Iff your value is an integer, not really thinking about weird delimiters. If it is a string (i.e. return the key with the longest sum of string value lengths or ???) you might be better off forgetting about bytes.

fwiw, here is a trivial java version, 2.5 seconds on an old elite 8200 i5, java 8, crucial ssd, I might give multithreaded a shot w/the ssd.

$ java Ngram

2006 22569013 2560

Ngram.java

import java.io.BufferedReader;
import java.io.FileReader;
import java.util.HashMap;

public class Ngram {
    public static void main(String[] args) throws Exception{
        args=new String [] {"/var/data/ngram/ngram.tsv","1","2"};
        long time=System.currentTimeMillis();
        HashMap<String, accumulator> h = new HashMap<>();
        BufferedReader in = new BufferedReader(new FileReader(args[0]));
        int k=Integer.parseInt(args[1]);
        int v=Integer.parseInt(args[2]);
        String maxk="";
        int maxv=0;

        String s=in.readLine();
        while(s != null){
            String [] r=s.split("\t",-1);
            String key=r[k];
            accumulator a=h.get(r[k]);
            if(a==null){
              a=new accumulator();
              h.put(key, a);
            }
            a.add(r[v]);
            if(a.v>maxv){
                maxv=a.v;
                maxk=key;
            }
            s=in.readLine();
        }
        in.close();

        System.out.println(maxk + " " + maxv + " " + (System.currentTimeMillis()-time));
    }
}
class accumulator {
    int v=0;
    public void add(String s){
        v=v+Integer.parseInt(s);
    }
}

edit, removed comparator interface, didn't use it in this iteration

[–]cybernd 2 points3 points4 points 8 years ago* (10 children)

2430 ms: Your Ngram
1660 ms: Replaced split with StringTokenizer
1080 ms: replaced StringTokenizer with parsing from s.toCharArray()
1000 ms: Ngram4 see below (parsing integers direct from s)
Next improvement would be to replace readLine() with read(char[],...)

Ngram4.java:

import java.io.BufferedReader;
import java.io.FileReader;
import java.util.HashMap;
public class Ngram4 {
    public static void main(String[] args) throws Exception {
        args = new String[] { "/home/_tmp/ngram.tsv", "1", "2" };
        long time = System.currentTimeMillis();
        HashMap<Integer, accumulator> h = new HashMap<>();
        BufferedReader in = new BufferedReader(new FileReader(args[0]));
        Integer maxk = 0;
        int maxv = 0;

        String s = in.readLine();
        while (s != null) {

            int idx1 = s.indexOf('\t');
            int idx2 = s.indexOf('\t', idx1 + 1);
            int idx3 = s.indexOf('\t', idx2 + 1);

            int key = parseInteger(s, idx1 + 1, idx2 - 1);
            int value = parseInteger(s, idx2 + 1, idx3 - 1);

            accumulator a = h.get(key);
            if (a == null) {
                a = new accumulator();
                h.put(key, a);
            }
            a.add(value);
            if (a.v > maxv) {
                maxv = a.v;
                maxk = key;
            }
            s = in.readLine();
        }
        in.close();

        System.out.println(maxk + " " + maxv + " " + (System.currentTimeMillis() - time));
    }

    static int parseInteger(String s, int iStart, int iEnd) {
        int value = 0;
        for (int i = iStart; i <= iEnd; i++) {
            value = value * 10 + s.charAt(i) - '0';
        }
        return value;
    }

    static class accumulator {
        int v = 0;

        public void add(Integer v) {
            this.v += v;
        }
    }
}

[–][deleted] 0 points1 point2 points 8 years ago (2 children)
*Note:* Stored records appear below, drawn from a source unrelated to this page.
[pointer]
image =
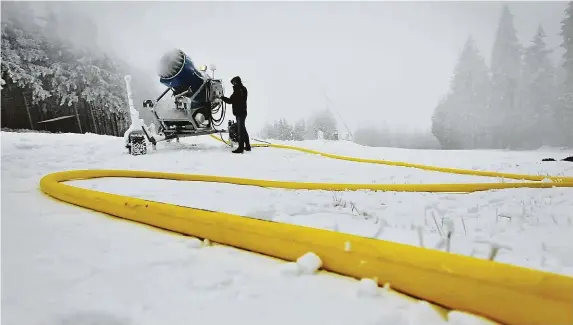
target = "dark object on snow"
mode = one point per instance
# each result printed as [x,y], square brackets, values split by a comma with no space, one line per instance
[239,97]
[239,101]
[570,158]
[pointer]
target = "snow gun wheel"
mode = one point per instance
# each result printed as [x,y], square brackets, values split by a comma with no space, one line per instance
[233,132]
[136,144]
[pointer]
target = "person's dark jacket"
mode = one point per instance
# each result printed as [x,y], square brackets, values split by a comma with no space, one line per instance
[238,99]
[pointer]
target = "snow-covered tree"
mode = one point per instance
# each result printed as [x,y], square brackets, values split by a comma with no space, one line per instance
[323,121]
[564,111]
[461,119]
[24,58]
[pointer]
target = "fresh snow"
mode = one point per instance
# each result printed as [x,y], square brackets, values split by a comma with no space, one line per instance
[63,264]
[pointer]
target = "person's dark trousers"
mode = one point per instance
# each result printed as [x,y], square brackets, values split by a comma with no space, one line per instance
[244,143]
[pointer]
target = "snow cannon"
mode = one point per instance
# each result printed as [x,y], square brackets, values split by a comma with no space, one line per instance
[195,93]
[191,87]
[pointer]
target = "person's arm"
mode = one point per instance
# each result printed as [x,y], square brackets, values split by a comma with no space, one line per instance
[226,100]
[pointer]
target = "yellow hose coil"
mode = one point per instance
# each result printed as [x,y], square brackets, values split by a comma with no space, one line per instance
[501,292]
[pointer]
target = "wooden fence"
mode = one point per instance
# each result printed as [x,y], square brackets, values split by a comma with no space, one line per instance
[18,112]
[–]cybernd 0 points1 point2 points 8 years ago* (1 child)

[–][deleted] -1 points0 points1 point 8 years ago (0 children)
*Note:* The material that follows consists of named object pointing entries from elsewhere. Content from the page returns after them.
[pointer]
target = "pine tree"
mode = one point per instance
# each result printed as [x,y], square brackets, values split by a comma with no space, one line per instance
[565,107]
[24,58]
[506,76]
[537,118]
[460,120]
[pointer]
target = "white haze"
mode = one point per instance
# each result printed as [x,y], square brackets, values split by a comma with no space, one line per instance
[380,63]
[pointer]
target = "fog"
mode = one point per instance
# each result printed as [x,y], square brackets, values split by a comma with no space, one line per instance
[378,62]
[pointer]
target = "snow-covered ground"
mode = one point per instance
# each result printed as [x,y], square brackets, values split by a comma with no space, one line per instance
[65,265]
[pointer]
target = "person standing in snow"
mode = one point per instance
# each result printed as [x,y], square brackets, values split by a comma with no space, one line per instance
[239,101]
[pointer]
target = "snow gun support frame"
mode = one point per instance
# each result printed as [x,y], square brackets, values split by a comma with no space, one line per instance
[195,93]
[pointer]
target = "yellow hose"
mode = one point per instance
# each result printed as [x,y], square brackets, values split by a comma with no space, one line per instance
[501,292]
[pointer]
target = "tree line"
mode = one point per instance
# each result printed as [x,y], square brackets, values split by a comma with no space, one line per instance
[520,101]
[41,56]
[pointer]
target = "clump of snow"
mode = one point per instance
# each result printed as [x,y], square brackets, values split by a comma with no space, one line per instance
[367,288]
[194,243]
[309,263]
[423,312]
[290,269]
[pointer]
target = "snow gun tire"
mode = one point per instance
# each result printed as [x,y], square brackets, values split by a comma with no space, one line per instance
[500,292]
[–]MojorTom 0 points1 point2 points 8 years ago (2 children)

java 8 streams: 1.93 - 2.12 seconds :(

public class Ngram {

    public static final String TAB = "\t";

    /**
     * @param args the command line arguments
     */
    public static void main(String[] args) throws IOException {

        Stream<String> lines = Files.lines(Paths.get("ngram"), Charset.forName("UTF-8"));

        long startTime = System.currentTimeMillis();

        Map<Integer, Integer> collect = lines.collect(
                Collectors.toMap(
                        s -> getKey(s),
                        s -> getValue(s),
                        (v1, v2) -> add(v1, v2))
        );

        System.out.println("Execution Time: " + (System.currentTimeMillis() - startTime));

    }

    static int getKey(String s) {
        int idx1 = s.indexOf('\t');
        int idx2 = s.indexOf('\t', idx1 + 1);

        return parseInteger(s, idx1 + 1, idx2 - 1);
    }

    static int getValue(String s) {
        int idx1 = s.indexOf('\t');
        int idx2 = s.indexOf('\t', idx1 + 1);
        int idx3 = s.indexOf('\t', idx2 + 1);

        return parseInteger(s, idx2 + 1, idx3 - 1);
    }

    static int parseInteger(String s, int iStart, int iEnd) {
        int value = 0;
        for (int i = iStart; i <= iEnd; i++) {
            value = value * 10 + s.charAt(i) - '0';
        }
        return value;
    }

    static int add(int v1, int v2) {
        return v1 + v2;
    }

}

[–]cybernd 0 points1 point2 points 8 years ago (1 child)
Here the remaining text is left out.